Till I felt an idea hatch, so bold and obscene,

I would scare off the giant, who stood upwards of fifteen.

I summoned my magic, witch is not strong nor vast, 

I spoke only the words that I needed to cast, 

A thunderous spell that made the ground shake, 

Along with it my own voice did start to quake, 

I bellowed and thundered, I pointed and yelled, 

And the giant, confused, watched on and he held

His sword at his side, surprised by acts, 

And inside his head, he went through the facts, 

If a dwarf of my size had come and had laid

With his wife, well, that dwarf must have had aid,

And with the crack of the earth and the rumble of thunder, 

He thought of his gods, and began to wonder, 

If they could take shape of the lesser of races,

They could act smartly, could wear different faces,

As my own face contorted, turned red with fake rage, 

The giant before me sought not to engage, 

With what he now assumed was a god of his kind, 

That's what I assumed wen I saw his behind, 

As he ran out of town without one last look,

At the dwarf who had tricked him with a spell that shook,

The earth 'neath his feet and turned a whisper to shout, 

Now I see your faces and I know you doubt, 

That a dwarf who tells tales for his supper and coin, 

Could stand with some heroes? Well, I'd never join,

It's much safer for me to tell tales of delight, 

Why raise arms when my voice causes giants a fright?
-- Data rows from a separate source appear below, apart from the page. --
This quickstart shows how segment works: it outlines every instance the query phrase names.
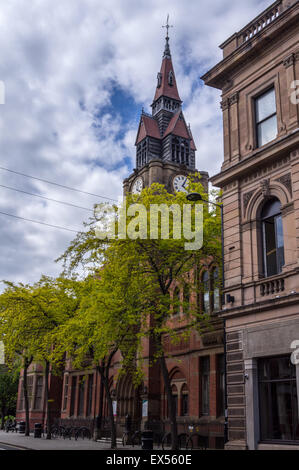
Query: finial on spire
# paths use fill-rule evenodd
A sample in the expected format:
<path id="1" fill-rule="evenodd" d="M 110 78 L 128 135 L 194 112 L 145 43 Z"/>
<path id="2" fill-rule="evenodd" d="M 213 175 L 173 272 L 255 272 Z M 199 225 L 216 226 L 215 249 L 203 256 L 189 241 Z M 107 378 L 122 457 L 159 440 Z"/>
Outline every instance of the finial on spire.
<path id="1" fill-rule="evenodd" d="M 165 44 L 165 50 L 164 50 L 164 55 L 163 55 L 163 58 L 165 57 L 168 57 L 170 58 L 171 55 L 170 55 L 170 49 L 169 49 L 169 35 L 168 35 L 168 31 L 169 31 L 169 28 L 173 28 L 173 25 L 170 25 L 169 24 L 169 15 L 167 15 L 167 21 L 166 21 L 166 25 L 163 25 L 162 28 L 166 28 L 166 44 Z"/>
<path id="2" fill-rule="evenodd" d="M 169 28 L 173 28 L 173 25 L 169 24 L 169 15 L 167 15 L 166 25 L 163 25 L 162 28 L 166 28 L 167 30 L 166 39 L 168 40 L 169 39 L 168 30 Z"/>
Though I do have to wonder, when I lay down to sleep, 

If that giant thinks of me, and his utter defeat, 

Does he plot his revenge? Does he lust for vengeance?

Well, that's a good question, so now that it's mentioned,

I must be off, good to not stay too long, 

But if ever you're near and have need for a song, 

For a silver I'll tell you any tale you like, 

From romantic to funny, to vaguely warlike. 

Just say my name, but with name comes fame, 

So if a giant comes asking? Throw my name to the flame. 

Better a name, than the man in the flame!